But I think you'll find statistically that you have a higher chance of being knocked off your bike or being the victim of a crime in Harlesden than you do in being killed by an earthquake in Christchurch!
http://www.ukcrimestats.com/Neighbourhood/Metropolitan_Police/Harlesden
http://www.guardian.co.uk/news/datablog/2012/feb/02/road-accident-statistics-cyclists


----------



## Toni in Auckland

topcat83 said:


> Fair enough.
> But I think you'll find statistically that you have a higher chance of being knocked off your bike or being the victim of a crime in Harlesden than you do in being killed by an earthquake in Christchurch!


The crime stats for Harlesden don't look that bad, they're all medium and low. These maps are new aren't they? What a pity the NZ police dont do a similar thing for Christchurch, it would be interesting to compare the two given that they both have high immigrant populations.

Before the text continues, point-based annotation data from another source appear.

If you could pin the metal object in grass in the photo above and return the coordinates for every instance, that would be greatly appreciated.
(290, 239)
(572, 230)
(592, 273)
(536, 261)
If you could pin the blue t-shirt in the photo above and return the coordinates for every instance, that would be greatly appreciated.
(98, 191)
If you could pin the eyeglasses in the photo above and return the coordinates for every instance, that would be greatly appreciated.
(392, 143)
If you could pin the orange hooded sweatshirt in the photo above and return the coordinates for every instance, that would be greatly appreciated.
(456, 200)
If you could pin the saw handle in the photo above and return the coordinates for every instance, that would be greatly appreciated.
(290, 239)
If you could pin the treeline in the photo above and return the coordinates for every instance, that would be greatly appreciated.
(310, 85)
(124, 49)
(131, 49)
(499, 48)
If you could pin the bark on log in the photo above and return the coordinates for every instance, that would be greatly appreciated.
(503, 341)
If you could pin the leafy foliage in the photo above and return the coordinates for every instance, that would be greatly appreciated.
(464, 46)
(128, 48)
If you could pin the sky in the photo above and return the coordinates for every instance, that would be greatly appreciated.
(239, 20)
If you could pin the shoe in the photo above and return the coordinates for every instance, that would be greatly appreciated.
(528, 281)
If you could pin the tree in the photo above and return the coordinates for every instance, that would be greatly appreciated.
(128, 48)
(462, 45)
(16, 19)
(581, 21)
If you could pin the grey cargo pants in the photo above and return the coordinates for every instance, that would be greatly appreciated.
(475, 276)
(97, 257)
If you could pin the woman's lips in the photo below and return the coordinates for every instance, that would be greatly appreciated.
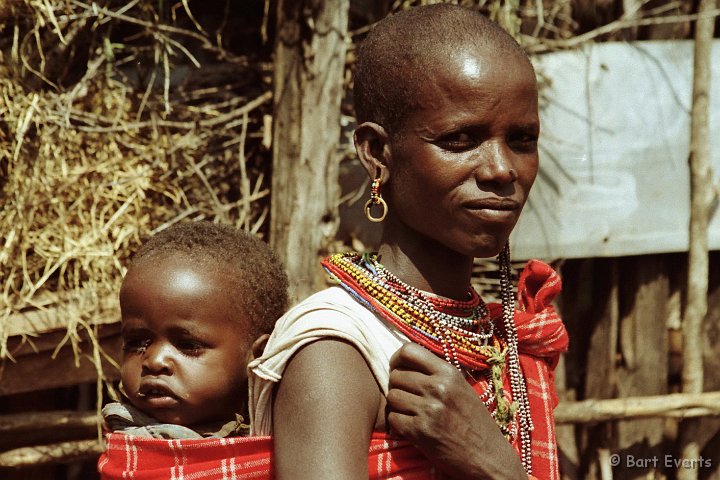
(493, 209)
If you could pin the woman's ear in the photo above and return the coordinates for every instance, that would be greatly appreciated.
(258, 347)
(371, 144)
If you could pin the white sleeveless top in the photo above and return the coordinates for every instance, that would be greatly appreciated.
(330, 313)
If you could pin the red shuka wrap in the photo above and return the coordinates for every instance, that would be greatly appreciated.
(541, 339)
(140, 458)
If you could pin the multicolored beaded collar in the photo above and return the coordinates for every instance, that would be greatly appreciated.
(460, 331)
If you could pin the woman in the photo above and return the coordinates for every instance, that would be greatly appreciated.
(446, 103)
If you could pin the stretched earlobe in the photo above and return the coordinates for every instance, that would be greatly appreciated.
(258, 347)
(371, 143)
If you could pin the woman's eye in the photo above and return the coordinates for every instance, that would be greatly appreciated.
(523, 142)
(456, 142)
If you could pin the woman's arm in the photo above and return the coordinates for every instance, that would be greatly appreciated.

You're erecting a straw man with the crossing the road analogy. People can chose when and where to cross a road, school rooms full of students arent killed by failing to look both ways, they are passive victims at the mercy of the people who designed and built their building.

People have no choice when an earthquakes strikes and many of the people killed in workplaces like the CTV building thought they were earthquake proof. Not that you have to be killed in an earthquake for it to ruin your life, waiting 2 years for an insurance payout is too much for some people.

We have since found out that the engineer in charge of the construction of the CTV building, Gerald Shirtcliff faked his engineering degree and no one bothered to check him out until the inquiry was held.

She'll be right and good enough will do are two things I find hard to come to terms with in New Zealand.


----------



## lorgnette

People have no choice when an earthquakes strikes and many of the people killed in workplaces.

Yes I agree that there is a choice how,when and where to cross the road but none during natural disaters. 

After a quake, we stayed a few days in CC ans saw signs of devastation on highways and structures, read about people killed in workplaces and homes with buildings collapsing on them. 

Are these places really earthquake proofed for a handicapped or elderly or child that could not respond quickly to emergencies --is it true that no one will be trapped under concrete blocks and steel bars? 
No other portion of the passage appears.